Better late than never.

Coming into Week 12, quarterback Tony Romo had been averaging 4.1 play-action dropbacks per game. Against the Giants, Romo showed play-action 15 times! He was actually sacked on three of those dropbacks, which is more of a fluke than a weakness of the play type.

Of the 12 play-action passes he got off, Romo completed eight for 111 yards, a touchdown and no picks. So if you’re counting at home, that’s 9.25 YPA on play-action passes and 5.35 YPA on straight dropbacks. Again, kudos to the coaches for (hopefully) recognizing an offensive inefficiency and correcting it, but you have to think a team with a greater emphasis on analytics wouldn’t have waited more than half of the season to do it.

Breaking Down the Play-Action

The most important sentence from the above excerpt is “Defenders play situations, not past rushing efficiency.” The Cowboys have historically run less play-action than anyone in the NFL because they haven’t been able to run the ball. They believed something to be true without researching it—that you need to run to set up play-action—then used that false “knowledge” as a foundation for building their offense.

When they took the time to study what was going on—and it’s really mind-blowing that it would take them 11 weeks to have someone do that—they realized, hey, maybe we could more frequently utilize this aspect of our play-calling that’s been extremely successful in the past.

To give you an example of how defenders play situations, let’s take a look at tight end Jason Witten’s first touchdown. On a 1st-and-10 at the Giants’ 20-yard line, the Cowboys lined up in “Gun Tight End Trips Left.”

Witten was lined up in-line to the field, and the Giants showed a Cover 2 look. The reason that Witten has been successful against New York this year is that the middle of the field—up the seam, in particular—is open with the safeties split out wide. That leaves the linebackers to trail Witten, which is made more difficult when Dallas shows run-action.

You can see both linebackers bit up on the Cowboys’ run-fake. Two yards into his route, Witten was already behind them. That wouldn’t happen without the play-action.

By the time the ball was in the air, the linebackers—both of whom were in coverage and tried to back up into their zones after they realized the play was a pass—were far out of position. This was a great read from Romo, who needed to deliver the football quickly to fit it into his tight end before the safeties converged on him.

On the Cowboys’ final drive, the ‘Boys ran another play-action pass to wide receiver Dez Bryant. On a 2nd-and-10 at the Giants’ 28-yard line. It was an awesome and unusually aggressive call from Dallas since they were already in field goal range—a sign that perhaps Jason Garrett is understanding that “field goal range” isn’t some magical land in which you can’t possibly miss a field goal.

It was smart because the Giants, who knew Dallas was in field goal range, were susceptible to run-action.

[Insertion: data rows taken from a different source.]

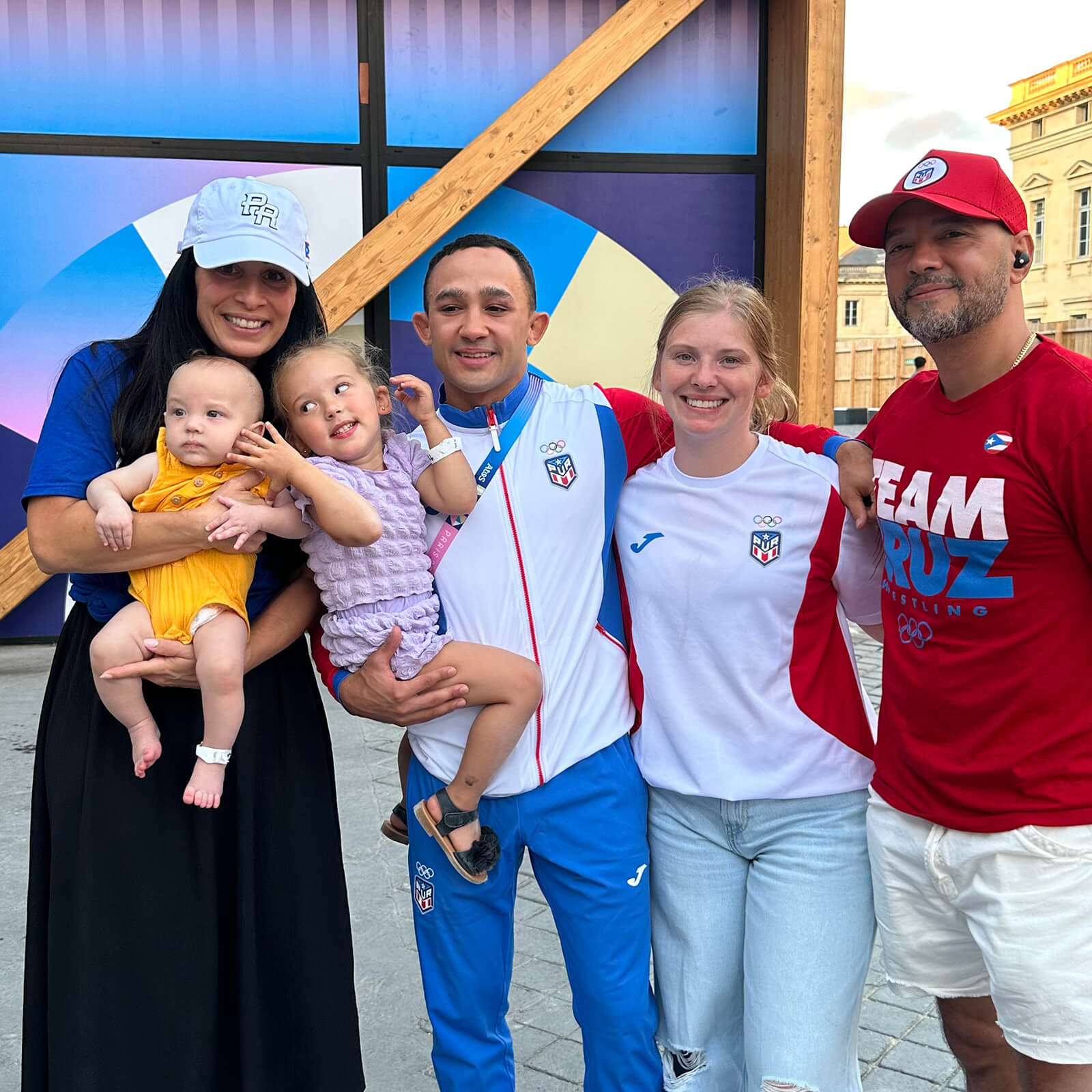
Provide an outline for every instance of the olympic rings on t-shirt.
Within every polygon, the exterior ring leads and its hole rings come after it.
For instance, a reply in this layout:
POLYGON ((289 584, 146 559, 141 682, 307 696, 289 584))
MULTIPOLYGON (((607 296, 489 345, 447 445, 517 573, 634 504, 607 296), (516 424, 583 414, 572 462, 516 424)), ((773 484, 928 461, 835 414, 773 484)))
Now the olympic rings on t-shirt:
POLYGON ((925 642, 933 638, 933 627, 927 621, 918 621, 906 615, 899 615, 899 640, 903 644, 913 644, 924 649, 925 642))

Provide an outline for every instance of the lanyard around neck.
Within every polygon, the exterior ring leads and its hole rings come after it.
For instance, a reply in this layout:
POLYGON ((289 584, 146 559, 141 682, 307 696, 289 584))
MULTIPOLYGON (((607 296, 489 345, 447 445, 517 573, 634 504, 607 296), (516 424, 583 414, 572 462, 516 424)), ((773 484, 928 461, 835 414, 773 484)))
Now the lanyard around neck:
MULTIPOLYGON (((482 465, 477 468, 474 474, 474 480, 477 484, 478 500, 482 499, 482 494, 485 492, 486 486, 496 477, 497 471, 500 470, 500 464, 505 461, 505 456, 512 450, 515 441, 520 438, 520 432, 523 431, 523 426, 531 419, 531 413, 535 407, 535 403, 538 401, 538 395, 542 394, 543 381, 539 376, 529 376, 527 377, 527 389, 523 393, 523 397, 520 399, 520 404, 515 407, 515 412, 511 417, 508 418, 508 423, 505 425, 503 431, 500 432, 499 437, 496 434, 496 418, 494 418, 489 424, 489 432, 494 436, 494 447, 489 449, 489 453, 482 461, 482 465)), ((492 408, 488 411, 489 416, 492 416, 492 408)), ((430 561, 430 571, 436 574, 436 570, 440 567, 440 561, 443 560, 443 555, 448 553, 451 544, 455 541, 455 535, 465 525, 466 520, 470 517, 463 517, 460 523, 455 523, 458 517, 449 515, 443 522, 443 526, 440 527, 439 534, 432 541, 432 545, 428 548, 428 559, 430 561)))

On this play, the safety who was sneaking up prior to the snap continued a few steps toward the line when he saw the run-fake to Murray.

That opened up a throwing lane to Bryant—again, one that wouldn’t have been available without the play-action.

The pass was ultimately ruled incomplete—a call that should have automatically resulted in a review from the booth since, in my opinion, Bryant actually caught the ball. The ruling stood, but that doesn’t change the fact that it was an intelligent call for Dallas to make at the time.

It took too long for the Cowboys to recognize that they should be calling play-action, and there’s always a chance that this was just an outlier and they won’t really utilize it more moving forward. But if they did indeed notice that more play-action passes will greatly enhance offensive efficiency, we need to give them credit for taking the bye week to improve their decision-making.